Because any sampled data set will suffer from sampling errors (it would be extremely difficult for every gas station in the country to be included in the BLS study each month), the sampled distribution will differ somewhat from the actual distribution.  This is important because we frequently represent and compare data sets using their composite statistical values, like their mean values.  And two independent samplings of the same distribution will produce two sets with different mean values; this makes understanding significant differences between them an important problem.  What we need is a way to determine how different the datasets are, and if these differences are meaningful or if they are simply sampling errors (errors of chance).

Fortunately we are not the first to need such a tool.  Mathematicians have developed a way to compare datasets to determine if their differences are significant or not.  These are “tests of significance.”  The t-test is one of these tests and it determines the probability that the differences between the means of the two distributions are due to chance. The first thing we should do is look at the distributions of these price changes.  The two large election-year price drops (2006, 2008) are very clearly seen to be outliers, and the significant overlap of the distribution of price changes is readily visible.

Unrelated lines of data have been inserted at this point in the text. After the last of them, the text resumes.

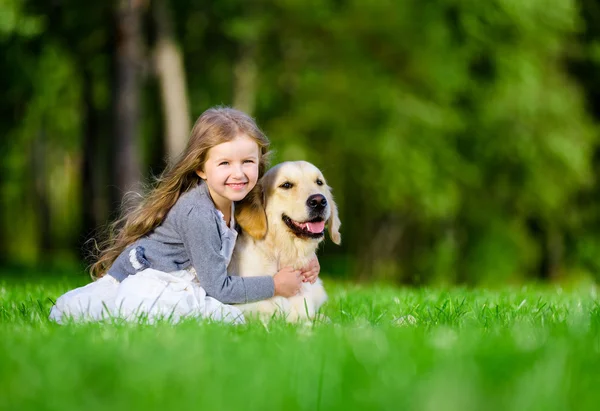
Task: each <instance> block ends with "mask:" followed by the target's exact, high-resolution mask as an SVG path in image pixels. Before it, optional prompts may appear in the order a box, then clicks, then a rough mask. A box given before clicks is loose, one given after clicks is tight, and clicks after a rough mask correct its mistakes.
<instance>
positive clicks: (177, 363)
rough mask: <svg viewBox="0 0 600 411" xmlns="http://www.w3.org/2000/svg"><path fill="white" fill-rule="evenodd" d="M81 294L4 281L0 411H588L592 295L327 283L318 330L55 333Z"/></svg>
mask: <svg viewBox="0 0 600 411" xmlns="http://www.w3.org/2000/svg"><path fill="white" fill-rule="evenodd" d="M85 281H86V280H85V279H75V280H73V279H63V280H53V279H51V278H47V279H45V280H41V281H40V280H37V279H36V280H34V279H32V278H29V279H27V278H26V279H21V280H19V279H16V278H10V279H5V280H0V409H1V410H18V409H35V410H50V409H52V410H61V411H67V410H82V409H86V410H96V409H98V410H100V409H103V410H104V409H110V410H111V411H116V410H131V409H142V410H146V409H161V410H162V409H165V410H166V409H178V410H184V409H210V410H228V409H240V410H247V409H260V410H280V409H286V410H337V409H339V410H348V409H389V410H507V409H515V410H544V411H546V410H563V409H590V410H596V409H598V407H599V404H600V389H599V387H600V332H599V330H600V304H599V303H598V302H597V299H596V294H595V288H587V289H585V290H581V289H580V290H573V291H564V290H561V289H559V288H555V287H534V288H519V289H505V290H500V291H486V290H467V289H450V290H439V289H398V288H392V287H384V286H354V285H345V284H335V283H333V282H331V281H330V282H328V283H327V284H326V286H327V289H328V290H329V292H330V301H329V302H328V303H327V305H326V306H325V307H324V310H323V311H324V313H325V314H326V315H327V316H328V317H329V318H330V319H331V322H330V323H315V324H312V325H310V326H297V325H289V324H285V323H283V322H281V321H274V322H272V323H270V324H269V325H267V326H264V325H263V324H262V323H260V322H256V321H254V322H250V323H249V324H246V325H243V326H229V325H223V324H218V323H202V322H200V323H199V322H196V321H188V322H185V323H182V324H179V325H177V326H172V325H169V324H164V323H163V324H158V325H153V326H150V325H123V324H88V325H69V326H59V325H56V324H53V323H50V322H49V321H48V320H47V319H46V317H47V314H48V312H49V309H50V307H51V302H50V300H49V299H55V298H56V297H58V296H59V295H60V294H61V293H63V292H64V291H66V290H68V289H70V288H72V287H74V286H78V285H81V284H83V283H85Z"/></svg>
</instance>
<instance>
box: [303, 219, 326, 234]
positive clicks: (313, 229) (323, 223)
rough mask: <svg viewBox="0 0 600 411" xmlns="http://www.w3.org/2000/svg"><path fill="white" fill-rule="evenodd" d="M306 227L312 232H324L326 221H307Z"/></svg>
mask: <svg viewBox="0 0 600 411" xmlns="http://www.w3.org/2000/svg"><path fill="white" fill-rule="evenodd" d="M306 228H307V229H308V231H310V232H311V233H322V232H323V230H324V229H325V221H319V222H318V223H306Z"/></svg>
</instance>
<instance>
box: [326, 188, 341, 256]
mask: <svg viewBox="0 0 600 411" xmlns="http://www.w3.org/2000/svg"><path fill="white" fill-rule="evenodd" d="M327 202H328V203H329V206H330V207H331V215H330V216H329V219H328V220H327V228H328V230H329V238H331V241H333V242H334V243H335V244H337V245H340V244H341V243H342V236H341V234H340V226H341V225H342V222H341V221H340V218H339V216H338V211H337V205H336V204H335V201H333V195H332V194H331V188H329V193H328V195H327Z"/></svg>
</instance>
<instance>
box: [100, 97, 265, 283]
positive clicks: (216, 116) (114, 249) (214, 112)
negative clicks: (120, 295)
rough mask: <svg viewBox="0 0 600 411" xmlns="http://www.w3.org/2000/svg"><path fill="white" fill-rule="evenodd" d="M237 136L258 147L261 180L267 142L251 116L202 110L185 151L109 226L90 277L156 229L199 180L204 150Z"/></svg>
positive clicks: (187, 144)
mask: <svg viewBox="0 0 600 411" xmlns="http://www.w3.org/2000/svg"><path fill="white" fill-rule="evenodd" d="M240 134H245V135H247V136H249V137H250V138H252V139H253V140H254V141H256V143H257V144H258V147H259V150H260V159H259V164H258V176H259V178H260V177H262V175H263V174H264V172H265V171H266V169H267V166H268V162H269V153H270V152H269V144H270V143H269V140H268V138H267V137H266V136H265V135H264V133H263V132H262V131H261V130H260V129H259V128H258V126H257V125H256V122H255V121H254V120H253V119H252V117H250V116H248V115H247V114H245V113H243V112H241V111H239V110H235V109H232V108H229V107H215V108H210V109H208V110H206V111H205V112H204V113H202V115H201V116H200V117H199V118H198V120H197V121H196V123H195V124H194V127H193V128H192V131H191V133H190V138H189V141H188V143H187V146H186V148H185V150H184V151H183V153H182V154H181V155H180V156H179V158H178V159H177V160H176V161H175V162H174V163H171V164H169V165H168V166H167V168H166V169H165V171H164V172H163V173H162V174H161V175H160V177H158V178H157V179H156V181H155V182H154V184H153V187H154V188H152V189H151V190H150V191H149V192H148V194H147V195H145V196H143V197H142V200H141V202H140V203H139V205H137V206H136V207H135V208H134V209H133V210H131V211H129V212H126V211H124V210H123V211H122V215H121V217H120V218H118V219H117V220H116V221H114V222H113V223H112V224H110V226H109V227H108V235H107V239H106V240H105V241H104V242H103V243H102V244H101V245H100V247H99V248H98V257H97V260H96V262H94V263H93V264H92V265H91V267H90V275H91V277H92V278H93V279H94V280H96V279H98V278H100V277H102V276H104V275H105V274H106V272H107V271H108V269H109V268H110V266H111V265H112V264H113V262H114V261H115V259H116V258H117V257H118V256H119V254H121V253H122V252H123V250H124V249H125V248H126V247H127V246H128V245H130V244H131V243H133V242H134V241H136V240H137V239H139V238H141V237H143V236H144V235H146V234H148V233H150V232H151V231H152V230H154V229H155V228H156V227H158V226H159V225H160V224H161V223H162V221H163V219H164V218H165V216H166V215H167V213H168V212H169V210H170V209H171V207H173V205H175V203H176V202H177V200H178V199H179V196H181V194H183V193H185V192H186V191H188V190H190V189H191V188H193V187H195V186H197V185H198V183H199V182H200V181H201V179H200V177H198V175H197V174H196V170H199V169H202V168H203V167H204V163H205V162H206V158H207V154H208V151H209V150H210V149H211V148H212V147H214V146H216V145H218V144H221V143H225V142H228V141H231V140H233V139H234V138H235V137H237V136H238V135H240Z"/></svg>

Distributions of non-seasonal, August to November changes in U.S. regular unleaded gasoline prices from 1976 to 2013. Original data source is the U.S. Bureau of Labor Statistics.

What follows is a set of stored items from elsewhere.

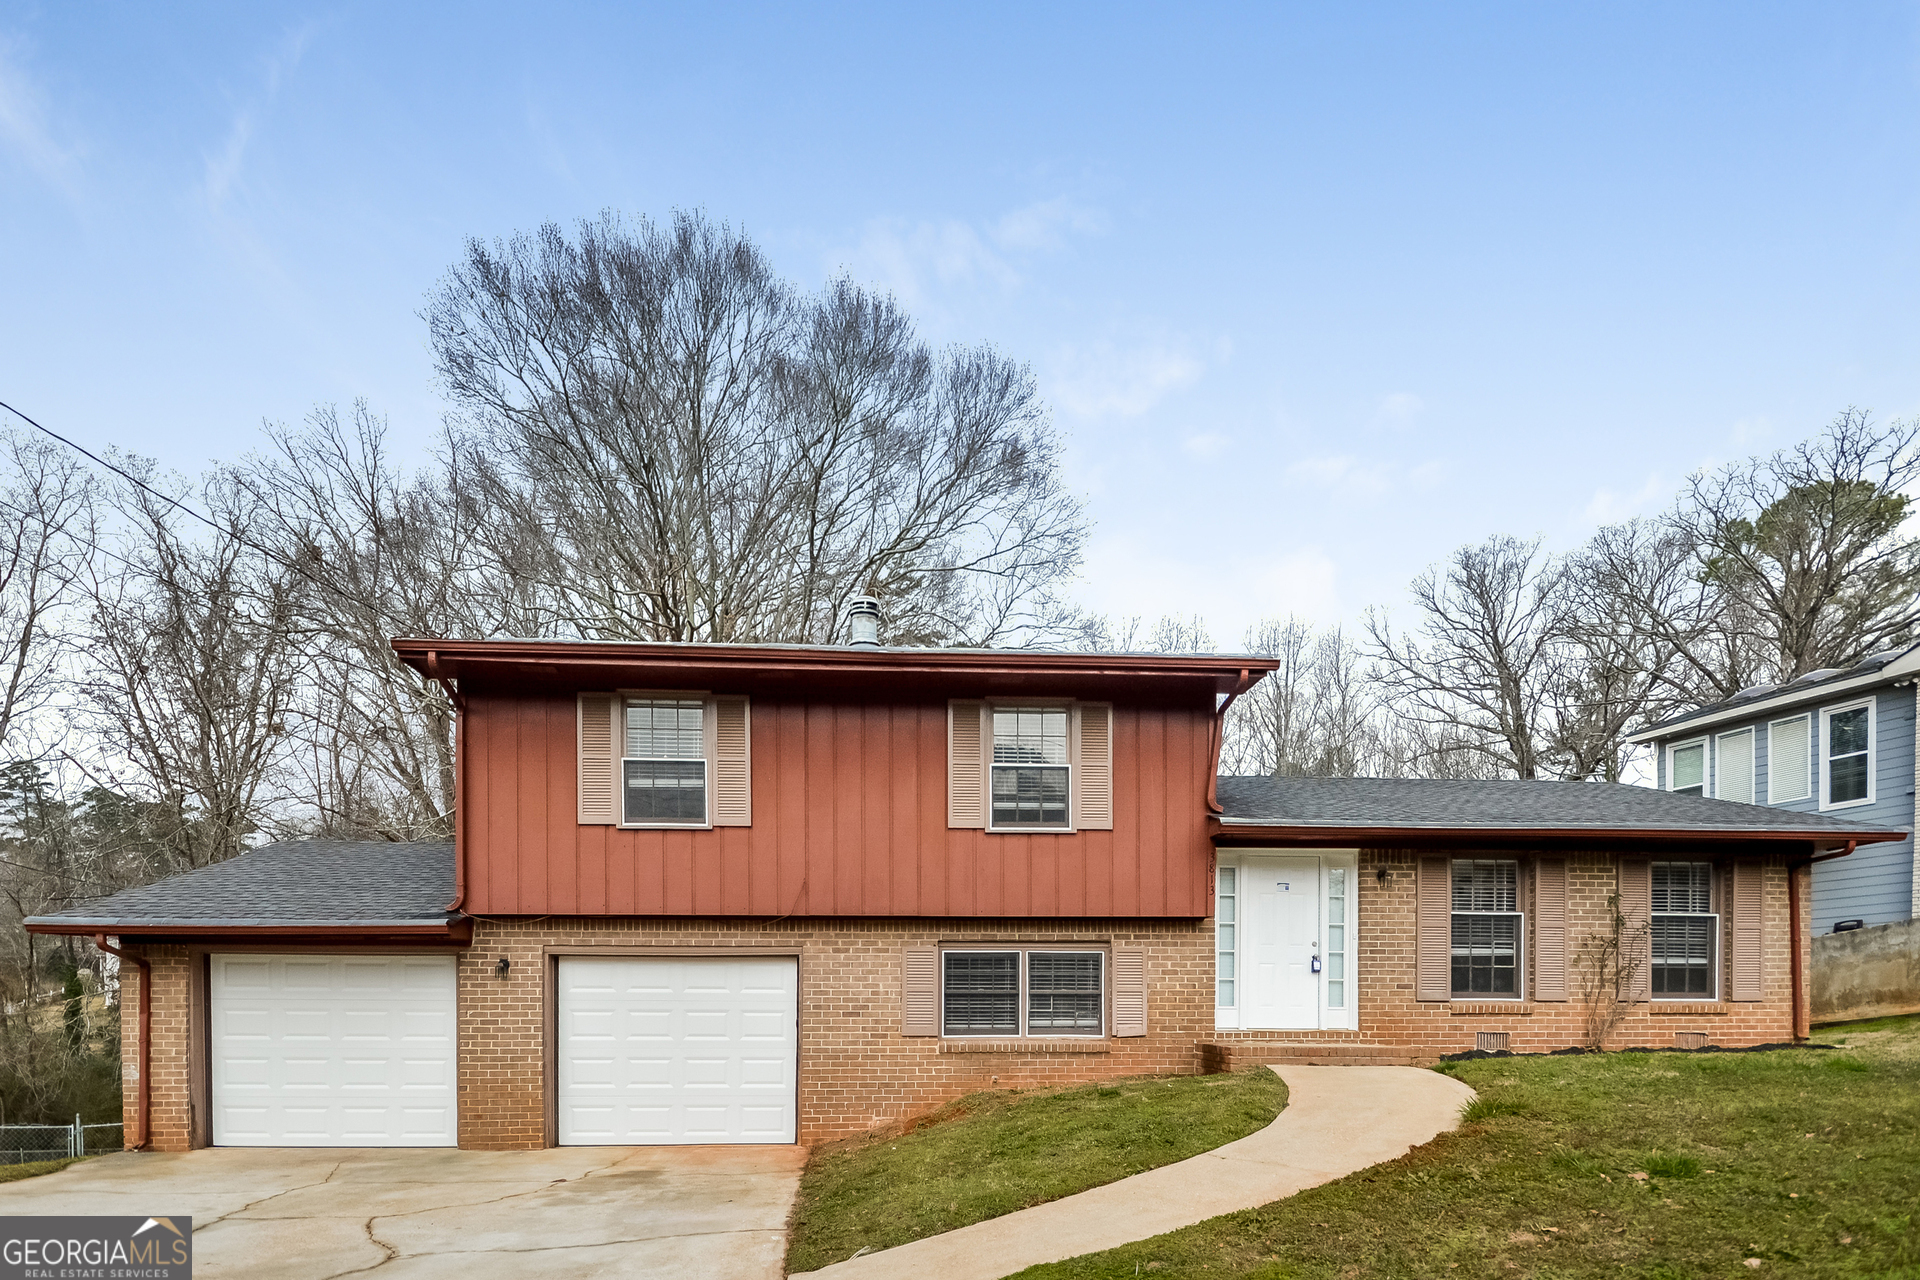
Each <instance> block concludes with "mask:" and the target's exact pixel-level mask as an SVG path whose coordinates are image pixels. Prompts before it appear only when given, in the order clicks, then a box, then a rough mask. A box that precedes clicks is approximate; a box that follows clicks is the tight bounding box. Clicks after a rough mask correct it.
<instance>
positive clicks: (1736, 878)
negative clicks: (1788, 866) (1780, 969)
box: [1726, 862, 1766, 1000]
mask: <svg viewBox="0 0 1920 1280" xmlns="http://www.w3.org/2000/svg"><path fill="white" fill-rule="evenodd" d="M1764 873H1766V869H1764V867H1763V865H1761V864H1757V862H1736V864H1734V877H1732V879H1734V892H1732V898H1734V902H1732V910H1730V912H1728V915H1730V917H1732V925H1730V929H1728V931H1726V933H1728V938H1726V940H1728V944H1730V952H1728V960H1730V961H1732V990H1730V992H1728V994H1730V996H1732V998H1734V1000H1763V998H1764V977H1766V973H1764V969H1763V967H1761V915H1763V912H1764V894H1763V892H1761V885H1763V883H1764Z"/></svg>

Distributions of non-seasonal, August to November changes in U.S. regular unleaded gasoline prices from 1976 to 2013 for both election and non-election years. Original data source is the U.S. Bureau of Labor Statistics.

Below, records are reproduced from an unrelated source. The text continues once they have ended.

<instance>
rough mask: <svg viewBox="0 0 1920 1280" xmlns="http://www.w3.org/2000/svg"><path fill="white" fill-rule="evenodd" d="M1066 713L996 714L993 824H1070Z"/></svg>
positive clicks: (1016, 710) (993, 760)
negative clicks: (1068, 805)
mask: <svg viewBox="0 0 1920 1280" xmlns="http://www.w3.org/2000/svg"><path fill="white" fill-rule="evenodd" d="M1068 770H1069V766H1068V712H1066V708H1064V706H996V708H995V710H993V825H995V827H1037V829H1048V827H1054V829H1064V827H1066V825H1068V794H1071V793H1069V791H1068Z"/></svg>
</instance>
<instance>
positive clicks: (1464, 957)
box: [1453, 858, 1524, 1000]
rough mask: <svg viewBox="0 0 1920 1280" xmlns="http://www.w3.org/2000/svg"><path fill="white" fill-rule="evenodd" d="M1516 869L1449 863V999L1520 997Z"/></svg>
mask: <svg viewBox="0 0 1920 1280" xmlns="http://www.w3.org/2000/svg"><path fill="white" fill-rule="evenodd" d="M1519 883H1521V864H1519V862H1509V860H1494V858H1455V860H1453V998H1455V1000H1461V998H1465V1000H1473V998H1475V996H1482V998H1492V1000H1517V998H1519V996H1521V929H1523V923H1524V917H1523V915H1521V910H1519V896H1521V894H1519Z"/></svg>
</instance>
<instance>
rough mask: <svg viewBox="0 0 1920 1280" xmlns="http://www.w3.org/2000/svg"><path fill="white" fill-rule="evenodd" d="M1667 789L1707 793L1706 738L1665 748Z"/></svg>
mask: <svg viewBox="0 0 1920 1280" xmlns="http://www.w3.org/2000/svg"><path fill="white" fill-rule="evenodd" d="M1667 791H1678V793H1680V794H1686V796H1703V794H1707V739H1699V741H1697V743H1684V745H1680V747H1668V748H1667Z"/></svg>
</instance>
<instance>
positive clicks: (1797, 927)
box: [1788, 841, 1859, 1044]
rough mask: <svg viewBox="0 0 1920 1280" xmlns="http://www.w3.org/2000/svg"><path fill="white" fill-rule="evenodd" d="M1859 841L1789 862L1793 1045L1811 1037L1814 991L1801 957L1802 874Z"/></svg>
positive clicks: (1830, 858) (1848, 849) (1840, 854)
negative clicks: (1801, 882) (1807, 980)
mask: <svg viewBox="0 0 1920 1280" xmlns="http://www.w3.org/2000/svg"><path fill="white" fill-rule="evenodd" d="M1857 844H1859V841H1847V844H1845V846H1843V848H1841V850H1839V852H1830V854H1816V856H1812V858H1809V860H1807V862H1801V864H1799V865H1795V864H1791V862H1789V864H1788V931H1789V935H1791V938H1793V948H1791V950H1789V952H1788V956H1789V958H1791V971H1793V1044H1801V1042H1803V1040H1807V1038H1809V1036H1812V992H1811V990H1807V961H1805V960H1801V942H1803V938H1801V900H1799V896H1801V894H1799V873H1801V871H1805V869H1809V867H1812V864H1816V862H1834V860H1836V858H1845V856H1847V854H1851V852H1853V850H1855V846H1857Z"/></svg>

It is clear that were it not for the outliers in the election year data, these distributions would be considered to be very nearly identical.  But to characterize the significance of their differences, we’ll run an independent t-test.  The primary output of the test that we are concerned with is the p-value.  This is the probability that differences between the two distributions are due to chance.  Recall that the maximum value of a probability is 1.  If it matters, I’m using R for data analysis.

Welch Two Sample t-test

data:  electionyear$changes and nonelectionyear$changes
t = -0.6427, df = 21.385, p-value = 0.5273
alternative hypothesis: true difference in means is not equal to 0
95 percent confidence interval:
  -0.2530637 0.1334810
sample estimates:
  mean of x mean of y 
-0.02367507 0.03611627

This p-value tells us that there is a 52.7% probability that differences between these two distributions are chance.  The alternative hypothesis is then rejected and the difference in means is the same as 0.  This answers the question that we posed and indicates that the changes in gas prices in election years are not significantly different from those of non-election years.